Crowley lo guardava con le labbra dischiuse: che cosa poteva fare? Se ne stava lì, immobile, incapace di lasciarsi andare. Ne avevano viste di tragedie insieme eppure era sempre rimasto calmo, quasi impassibile; ma ora, a vedere la disperazione, la resa totale di Aziraphale, cominciò anche lui a sentire un magone formarglisi nella gola. Era rabbia, si disse, rabbia contro quella parte del genere umano che sapeva essere così dannatamente crudele. Digrignò i denti e si voltò a fissare il rogo ancora una volta: che spreco. Che idioti.

 

Aziraphale continuava a piangere, adesso tremando più vistosamente, come se stesse affrontando degli incubi orrendi. Crowley riprese a respirare, cercando di calmare i suoi bollenti spiriti: non era il momento di lasciarsi andare, non era il momento di vendicarsi, se mai ce ne fosse stato uno, non era il momento di lasciare Aziraphale da solo in quello stato. Si frugò in una tasca e trovò un fazzoletto.

 

“Prendi.” Disse ed attirò la sua attenzione.

 

“Oh.” Alzò gli occhi lucidi l’angelo che vide quel gentile gesto e l’accettò con benevolenza, portandosi il fazzoletto al viso per asciugare le lacrime. “Grazie “ Mugolò; avrebbe voluto accennare un sorriso ma in quel momento si trovò incapace di fare persino quello.
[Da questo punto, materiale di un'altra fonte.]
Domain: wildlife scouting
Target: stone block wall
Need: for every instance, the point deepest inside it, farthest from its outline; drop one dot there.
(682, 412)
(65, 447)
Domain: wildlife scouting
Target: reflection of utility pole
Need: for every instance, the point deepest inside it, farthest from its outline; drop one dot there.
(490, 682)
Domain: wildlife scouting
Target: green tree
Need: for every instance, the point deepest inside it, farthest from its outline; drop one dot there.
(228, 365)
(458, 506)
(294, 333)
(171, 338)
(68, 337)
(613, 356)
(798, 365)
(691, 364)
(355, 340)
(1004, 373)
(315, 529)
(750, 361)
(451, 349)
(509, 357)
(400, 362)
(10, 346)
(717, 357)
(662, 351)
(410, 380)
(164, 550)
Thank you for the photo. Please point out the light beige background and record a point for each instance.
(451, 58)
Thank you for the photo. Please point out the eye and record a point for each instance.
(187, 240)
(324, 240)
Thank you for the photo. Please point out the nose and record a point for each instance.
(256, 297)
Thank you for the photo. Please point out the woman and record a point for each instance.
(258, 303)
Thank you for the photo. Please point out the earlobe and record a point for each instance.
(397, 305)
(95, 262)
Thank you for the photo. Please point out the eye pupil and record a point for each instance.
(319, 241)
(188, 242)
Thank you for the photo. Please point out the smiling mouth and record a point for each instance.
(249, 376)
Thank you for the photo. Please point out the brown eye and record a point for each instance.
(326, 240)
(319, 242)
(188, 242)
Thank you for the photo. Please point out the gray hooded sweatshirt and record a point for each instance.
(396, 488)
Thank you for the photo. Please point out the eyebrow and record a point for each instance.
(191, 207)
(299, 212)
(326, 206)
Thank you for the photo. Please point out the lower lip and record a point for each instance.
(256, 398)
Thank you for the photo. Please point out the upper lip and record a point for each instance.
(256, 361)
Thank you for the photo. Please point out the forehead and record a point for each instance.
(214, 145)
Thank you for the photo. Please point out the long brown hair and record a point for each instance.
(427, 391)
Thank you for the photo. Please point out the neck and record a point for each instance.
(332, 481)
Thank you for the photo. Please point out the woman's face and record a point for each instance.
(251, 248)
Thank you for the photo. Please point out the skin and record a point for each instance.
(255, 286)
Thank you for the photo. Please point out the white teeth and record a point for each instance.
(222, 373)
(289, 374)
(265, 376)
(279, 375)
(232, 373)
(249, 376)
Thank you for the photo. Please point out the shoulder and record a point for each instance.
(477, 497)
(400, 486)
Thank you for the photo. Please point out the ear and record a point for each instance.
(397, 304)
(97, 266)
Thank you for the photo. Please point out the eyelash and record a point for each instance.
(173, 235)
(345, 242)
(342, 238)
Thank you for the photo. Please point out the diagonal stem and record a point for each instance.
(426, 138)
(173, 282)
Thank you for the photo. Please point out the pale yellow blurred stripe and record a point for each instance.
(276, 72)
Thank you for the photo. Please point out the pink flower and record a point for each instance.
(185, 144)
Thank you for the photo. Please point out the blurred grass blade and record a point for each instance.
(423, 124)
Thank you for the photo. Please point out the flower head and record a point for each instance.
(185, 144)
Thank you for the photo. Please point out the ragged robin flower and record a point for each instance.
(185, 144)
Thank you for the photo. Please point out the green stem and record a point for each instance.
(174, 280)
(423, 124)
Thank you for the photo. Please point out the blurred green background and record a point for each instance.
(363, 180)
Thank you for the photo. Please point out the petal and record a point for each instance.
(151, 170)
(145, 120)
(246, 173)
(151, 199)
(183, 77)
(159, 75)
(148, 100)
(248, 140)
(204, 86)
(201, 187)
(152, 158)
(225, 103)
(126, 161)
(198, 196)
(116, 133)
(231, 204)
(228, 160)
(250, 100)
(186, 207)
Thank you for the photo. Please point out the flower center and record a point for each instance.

Rialzò lo sguardo ancora una volta: ormai della ragazza non c’era più niente, solo un mucchio di cenere che si disperdeva al vento. Accanto alla pira, Crowley notò le ben note figure di Hastur e Ligur che sembravano festeggiare il terribile avvenimento. Crowley sussultò: dovevano essere stati loro a maledire il fuoco. Strinse i pugni ma ben presto si rese conto che agire non sarebbe servito a nulla.

 

“Cosa c’è?” La voce improvvisa di Aziraphale lo riportò alla realtà ed il demone si volse a guardare l’angelo: nonostante avesse smesso di piangere, aveva ancora l’aspetto di chi non sarebbe in grado di affrontare alcuna disavventura od ulteriore stress emotivo, non in quel momento.

 

“Non è niente.” Decise quindi di mentire Crowley ma si rese conto che il rischio di essere notati, soprattutto insieme, da quei due demoni era troppo grande e sarebbe stato più saggio separarsi. “Angelo, sarà meglio che vada.” Si sforzò quindi a dire. Non voleva davvero lasciarlo da solo ma che scelta aveva? Non poteva mettersi nei guai e, soprattutto, non poteva mettere Aziraphale in pericolo.

 

“Mh.” Fu la semplice risposta dell’angelo che prese un istante per riprendersi prima di continuare: “Ti ringrazio, Crowley.” Sussurro più dolce il demone non l’aveva mai udito. Si volse verso l’angelo, così candido ed affranto, e gli si spezzò il cuore. Abbassò un poco lo sguardo e vide che gli stava porgendo il fazzoletto che gli aveva prestato.

 

“Ah.” Scosse il capo, distogliendo lo sguardo, incapace di continuare a fissare quegli occhi pieni di riconoscenza. “Tienilo tu, angelo.” Aziraphale guardò il fazzoletto per un istante prima di tornare a guardare Crowley con un grande punto interrogativo stampato sul viso. “Io non ne ho bisogno.” E dopo queste parole, cominciò ad allontanarsi, certo che l’angelo avrebbe fatto altrettanto di lì a poco senza destare sospetti in Hastur e Ligur. 

 

Aziraphale rimase interdetto per qualche istante: la sua mente era ancora affollata dalla scena a cui aveva assistito poc’anzi ma il nodo nel suo petto si stava lentamente sciogliendo. Posò di nuovo lo sguardo sul fazzoletto: era semplice, nero, nulla di speciale, eppure ad Aziraphale sembrava un tesoro prezioso e così lo piegò per bene e lo ripose nella guarnacca, ben stretto sul cuore. 

 

Si guardò attorno sistemandosi il berretto, coprendosi un poco il viso ed iniziò ad allontanarsi.